I found the book to be painful as well--so much so that I found it almost hard to believe that he would carry the secret for so long, but I know people do it. I was just talking to someone recently who kept her eating disorder a secret for years.

I also liked the descriptions of what the characters used to fill the void--alcohol, sex, even art--but everything came up short.

Another thing tangential here, but that I thought was interesting was that everyone shudders at the thought of institutionalizing persons with Down's Syndrome now (rightly so, obviously). Even the author talks about those atrocities in the Q%A at the back of the book. However, most prenatal testing done these days centers around finding Down's and other chromosomal abnormalities and many people think nothing of aborting the babies altogether. That would be a tough secret to keep too.

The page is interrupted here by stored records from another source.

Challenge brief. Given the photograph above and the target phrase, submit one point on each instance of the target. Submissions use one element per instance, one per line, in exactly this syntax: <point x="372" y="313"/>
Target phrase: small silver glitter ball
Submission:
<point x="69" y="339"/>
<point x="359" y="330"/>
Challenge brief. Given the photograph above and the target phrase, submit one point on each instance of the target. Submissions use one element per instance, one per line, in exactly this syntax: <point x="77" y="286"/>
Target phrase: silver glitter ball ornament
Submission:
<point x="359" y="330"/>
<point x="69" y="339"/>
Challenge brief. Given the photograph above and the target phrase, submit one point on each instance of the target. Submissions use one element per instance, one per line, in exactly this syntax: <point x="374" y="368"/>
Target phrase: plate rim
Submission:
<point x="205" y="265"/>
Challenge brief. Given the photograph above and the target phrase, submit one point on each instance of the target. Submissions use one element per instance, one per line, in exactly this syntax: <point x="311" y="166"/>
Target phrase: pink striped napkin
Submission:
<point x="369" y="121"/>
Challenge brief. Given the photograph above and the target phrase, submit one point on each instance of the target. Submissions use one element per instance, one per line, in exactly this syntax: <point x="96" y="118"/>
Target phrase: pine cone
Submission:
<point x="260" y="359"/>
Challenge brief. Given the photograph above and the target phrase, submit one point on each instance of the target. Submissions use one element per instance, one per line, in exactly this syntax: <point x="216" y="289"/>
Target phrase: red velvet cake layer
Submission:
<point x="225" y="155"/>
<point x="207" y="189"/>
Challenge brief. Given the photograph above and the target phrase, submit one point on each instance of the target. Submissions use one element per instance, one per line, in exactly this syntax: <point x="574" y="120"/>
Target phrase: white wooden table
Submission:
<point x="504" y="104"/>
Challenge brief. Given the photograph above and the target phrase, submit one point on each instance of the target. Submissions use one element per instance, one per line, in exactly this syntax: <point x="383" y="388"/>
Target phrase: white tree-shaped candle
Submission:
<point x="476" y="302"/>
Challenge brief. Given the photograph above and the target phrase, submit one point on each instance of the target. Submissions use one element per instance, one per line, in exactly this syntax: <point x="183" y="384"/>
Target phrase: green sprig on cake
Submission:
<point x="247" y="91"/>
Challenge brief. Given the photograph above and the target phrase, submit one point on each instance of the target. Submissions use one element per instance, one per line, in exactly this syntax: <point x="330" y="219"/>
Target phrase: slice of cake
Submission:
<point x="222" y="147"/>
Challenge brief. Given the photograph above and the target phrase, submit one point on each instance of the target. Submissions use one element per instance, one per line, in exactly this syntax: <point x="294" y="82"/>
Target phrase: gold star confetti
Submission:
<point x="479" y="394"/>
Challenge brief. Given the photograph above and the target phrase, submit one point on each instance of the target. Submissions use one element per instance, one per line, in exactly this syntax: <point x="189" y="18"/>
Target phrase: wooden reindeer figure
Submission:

At 6:16 PM, April 19, 2007, Anonymous Anonymous said...

Probably the worst book I have ever predictable and more of a soap opera than any thing on TV. How did this book become such a hit?

At 8:41 AM, April 23, 2007, Blogger Christian said...

Really? What were you looking for that would have made it better? A happier ending? Just curious...

At 3:21 PM, August 26, 2007, Anonymous Anonymous said...

I'm only on page 125, (begining of 1970) and am already fascinated by the book. I'm reading it for an english assignment, and chose it myself primarily for the fact that my 4 year old nephew has Down Syndrome. I thought it would be interesting to see how Down syndrome was 'handled' in the 60's and 70's and to see people's ignorance and perception of it as a condition. I do not find it soap opera-ish - everytime I think i see something coming, it doesn't and something else completely surprising does, something my mum also noticed when she read it. Because of the reality behind the book, i am not expecting a happy ending and will be genuinly surprised if paul and phoebe ever find out about each other - i guess i'll find out in about 2 days when i finish it!

At 1:08 PM, August 27, 2007, Blogger Christian said...

Your response sounds much more in line w/ mine. I'd be interested in hearing your thoughts once you finish it...

At 1:16 PM, January 04, 2009, Anonymous Ms.Meagan_25 said...

I detested this novel! Not only was it exhausting to continue to read it as every single moment in Davids life reflected on his decision back in 1964, but unrealistic. I understand that these situtions happen, but it is really necessary to exploit that one moment ! Every time I read a new paragraph I was hearing about how their life was so horrible that they couldnt get past even one day without having a breakdown. Also, some things that were said were just to unbelievable. An examples, when Paul sees Rosemary for the first time it decribes how

"he'd stared, taking her in: her paleness and her uncertain glance, her ears so delicately sculpted. He had wanted to walk down the steps and cup her face in his hands."

What kind of a person does that? wants to cup anothers person face the first time they meet. And delicately sculpted ears? This novel is truely a burden to read, and I wished I hadn't picked it up.

At 6:09 PM, January 20, 2010, Anonymous Anonymous said...

i found this book to be heart-wrenching and beautiful. The writing is absolutely amazing and the storyline is even better. I'm not sure what seems predictable, considering the book has a completely original plot line, but to each his own. personally, i feel that it not only gave light to an extremely difficult situation many people are faced with but also sheds a rather accurate light on the time period, and how it was looked down upon to be faced with a mental disease or disability for that matter. Overall, this, in my opinion was an absolutely wonderful book.